Simón smiles directly at the camera, his eyes bright.

I’m wearing his hat, my hair cascading out of it.

We all look happy. In the other, it’s the two of us.

We were sitting close together, talking about my mother plucking the microphone out of someone’s hands because they were singing her only hit wrong.

Blanca yelled “PICTURE!” We looked up, half smiling because we were laughing. Blanca refused to show me the result.

I read Simón’s last text.

Simón: let me know if you want these burned or framed.

And then I read it again. And again.

Framed. I want them framed. One on my nightstand, the other on my living room table.

I know exactly what kinds of frames I would use, exactly where they’d go, exactly which trinkets they would look good next to.

I can’t ignore the sting in my chest when I think about it.

Or the quickening beat of my heart, or the heat on my face, or the sudden burst of anxiety as my brain weighs the implications.

I leave Simón’s texts unanswered and go to a different, more familiar chat.

Yo: dinner tomorrow night?

I hit send before I regret it. This is the path I chose. This is what I’ve been working toward. This is the future I had planned out. My eyes zero in on the text right above this one, from last night, thirteen minutes before midnight.

Yo: yellow for the riches, blue for the Caribbean sea, red for the blood spilled

I frown. Why the hell was I explaining to Alejandro what each color in our flag represents at 11:47 p.m.?!

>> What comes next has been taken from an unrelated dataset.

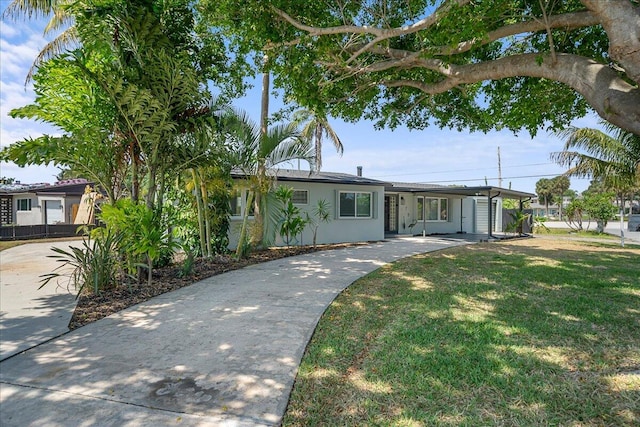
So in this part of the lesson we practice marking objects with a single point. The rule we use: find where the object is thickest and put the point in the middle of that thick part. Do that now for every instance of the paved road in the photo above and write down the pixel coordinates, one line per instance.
(613, 228)
(222, 352)
(28, 315)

Ale: tomorrow night doesn’t work for me, I’m working the night shift at the clinic until Thursday. Friday?

And a second later:

Simón: are you feeling better?

I send the same reply to both of them.

Yo: yes.

Simón replies first.

Simón: I’m proud of you for what you did last night

Simón: you seemed to be having fun

That’s the thing. I did have fun. After I got there, after Blanca and Gustavo understood how I felt about Ale’s birthday, after I had that conversation with Simón, after singing…

I couldn’t remember why I was sad in the first place.

I couldn’t remember that it was all supposed to be for show.

I liked that I stepped out of my comfort zone, that I didn’t take myself too seriously for three minutes.

I liked that I was offered the room to do it while still feeling safe.

I don’t know if I would have been able to do it if Alejandro had been there.

Yo: I was

Yo: it’s the most fun I’ve had in a while

And isn’t that sad? Living a perfectly planned out life, thinking I was content, when it turns out I was just bored.

Maybe Alejandro is right in some of the things he said.

Maybe I am controlling and I need to loosen up a little.

It’s not the karaoke and the drinking that made the night fun, though.

That’s not what I’m missing. It’s freedom, I think.

Allowing myself to be messy from time to time.

Simón: this week’s homework is easy.

Simón: all I need you to do is hold on to that memory and not feel guilty about it.

Simón: you’re allowed to be happy, even when you’re sad

The step I’m sitting on grows cold as a draft of cold night air snakes through the window.

On the floor above mine, a dog barks. I hate that Simón can see me so thoroughly, that he knows I would feel guilty about having fun without Alejandro if I sat with my thoughts long enough.

Well, he can ask me not to feel guilty all he wants. That doesn’t mean I know how.

Groaning, I stomp into my apartment and lock myself in my bedroom, hell-bent on focusing on the one thing I can control: me. I have an article to write and damn it, I’m going to write it.